Drug-resistant bugs a global threat, says WHO

Germs that defy antibiotics are now a major global health threat, causing near-untreatable cases of diarrhea, sepsis, pneumonia and gonorrhea, the World Health Organization said Wednesday.
BY MAGGIE FOX

Germs that defy antibiotics are now a major global health threat, causing near-untreatable cases of diarrhea, sepsis, pneumonia and gonorrhea, the World Health Organization said Wednesday.

Overuse and misuse of antibiotics are to blame, and the WHO’s been warning about the problem for years but it keeps worsening, says Dr. Keiji Fukuda, WHO’s Assistant Director-General for Health Security.

"We are really seeing the emergence of this all over the world," Fukuda told a news conference.

"What it means is that all of us, all our family members…when we are most vulnerable and in need of these medicines there is simply the chance that they are not available," he added.

“Unless we take significant actions to improve efforts to prevent infections and also change how we produce, prescribe and use antibiotics, the world will lose more and more of these global public health goods and the implications will be devastating.”

People are overusing antibiotics, experts agree. The drugs work well when used as directed against bacterial infections. But they don’t kill all the bad bugs, and the ones that survive can multiply and spread their drug-resistant genes. This happens especially when people take the wrong antibiotic, or take them to treat a viral infection, because antibiotics don’t affect viruses.

Perhaps worst of all is when people don’t take a full course of antibiotics — leaving a half-treated population of bacteria in their bodies to thrive and spread.

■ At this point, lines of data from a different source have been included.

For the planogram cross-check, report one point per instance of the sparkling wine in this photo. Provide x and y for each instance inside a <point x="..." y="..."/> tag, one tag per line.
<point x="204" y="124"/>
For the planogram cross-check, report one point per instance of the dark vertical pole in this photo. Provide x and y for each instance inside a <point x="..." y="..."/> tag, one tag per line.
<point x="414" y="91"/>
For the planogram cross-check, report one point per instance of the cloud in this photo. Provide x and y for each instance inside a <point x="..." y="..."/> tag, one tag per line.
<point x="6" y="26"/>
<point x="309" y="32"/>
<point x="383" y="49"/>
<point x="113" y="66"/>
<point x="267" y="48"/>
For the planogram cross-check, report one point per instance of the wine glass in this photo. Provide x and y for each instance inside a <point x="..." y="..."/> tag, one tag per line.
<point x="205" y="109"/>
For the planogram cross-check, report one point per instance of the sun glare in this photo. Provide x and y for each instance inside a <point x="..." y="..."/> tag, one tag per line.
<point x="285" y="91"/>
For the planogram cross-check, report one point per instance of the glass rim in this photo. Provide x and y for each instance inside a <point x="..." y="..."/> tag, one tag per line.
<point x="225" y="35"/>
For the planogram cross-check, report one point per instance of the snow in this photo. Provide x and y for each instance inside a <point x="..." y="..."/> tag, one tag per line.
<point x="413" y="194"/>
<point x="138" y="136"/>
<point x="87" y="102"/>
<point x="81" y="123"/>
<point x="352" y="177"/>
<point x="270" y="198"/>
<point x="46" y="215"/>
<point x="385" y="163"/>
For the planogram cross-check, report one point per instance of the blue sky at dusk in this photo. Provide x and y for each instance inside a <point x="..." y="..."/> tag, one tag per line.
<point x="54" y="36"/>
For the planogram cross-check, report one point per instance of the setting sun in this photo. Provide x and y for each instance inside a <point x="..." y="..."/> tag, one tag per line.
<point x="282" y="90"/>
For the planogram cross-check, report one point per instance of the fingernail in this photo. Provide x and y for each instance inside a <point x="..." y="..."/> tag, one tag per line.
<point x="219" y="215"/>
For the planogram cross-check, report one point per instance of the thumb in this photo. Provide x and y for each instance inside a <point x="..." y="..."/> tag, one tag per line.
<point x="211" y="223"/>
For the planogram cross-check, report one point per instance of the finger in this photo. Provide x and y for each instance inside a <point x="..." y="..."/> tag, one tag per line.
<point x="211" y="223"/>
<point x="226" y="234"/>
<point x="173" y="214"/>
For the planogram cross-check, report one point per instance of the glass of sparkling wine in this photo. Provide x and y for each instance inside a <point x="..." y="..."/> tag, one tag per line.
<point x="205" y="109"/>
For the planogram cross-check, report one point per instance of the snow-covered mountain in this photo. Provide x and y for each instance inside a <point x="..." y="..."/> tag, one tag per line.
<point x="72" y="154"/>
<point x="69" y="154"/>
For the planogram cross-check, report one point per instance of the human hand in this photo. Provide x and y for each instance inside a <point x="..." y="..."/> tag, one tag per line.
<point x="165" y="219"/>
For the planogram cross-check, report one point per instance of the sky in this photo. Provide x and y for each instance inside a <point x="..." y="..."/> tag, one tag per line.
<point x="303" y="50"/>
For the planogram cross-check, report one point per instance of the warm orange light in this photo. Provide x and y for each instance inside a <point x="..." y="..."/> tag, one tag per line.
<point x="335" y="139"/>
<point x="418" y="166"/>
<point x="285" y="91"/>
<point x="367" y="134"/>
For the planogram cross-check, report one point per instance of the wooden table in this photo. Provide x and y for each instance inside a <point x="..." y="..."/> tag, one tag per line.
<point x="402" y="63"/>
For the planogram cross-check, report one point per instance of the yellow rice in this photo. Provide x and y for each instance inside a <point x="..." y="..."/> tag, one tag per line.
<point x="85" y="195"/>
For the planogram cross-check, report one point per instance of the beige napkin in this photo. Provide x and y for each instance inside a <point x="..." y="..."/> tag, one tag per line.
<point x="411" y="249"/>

The WHO report finds that a drug-resistant strain of an intestinal bug called Klebsiella pneumonia has now spread to every region of the world. It withstands the effects of the treatment of last resort, a group of antibiotics called carbapenems.

“In some countries, because of resistance, carbapenem antibiotics would not work in more than half of people treated for K. pneumoniae infections,” WHO says.

It's been a problem in the United States for decades.

Last fall, the U.S. Centers for Disease Control and Prevention reported that more than two million people are infected by drug-resistant germs each year, and 23,000 die of their infections. The biggest killer by far in the U.S. is diarrhea-causing C. difficile.

Gonorrhea may not be immediately life-threatening, but it’s developing resistance to the drugs that used to easily treat it. Patients can be left infertile.

Nearly 322,000 cases of gonorrhea were reported in the U.S. in 2011, making it the second most commonly reported notifiable infection in the nation.

The CDC asked for $30 million in the U.S. budget to open specialized labs to help spot these infections more quickly.

Overuse in farm animals is another problem.

In an attempt to help, 25 U.S. companies said earlier this year they’d phase out the use of antibiotics to help farm animals grow fatter.

"There's been a tendency in the past for people to think that antibiotics are risk-free drugs that people should ask for and take any time they're feeling a little bit ill. That's not correct," the CDC's Dr. Steve Solomon told NBC news. "So carefully using antibiotics is really the most important thing that we can do."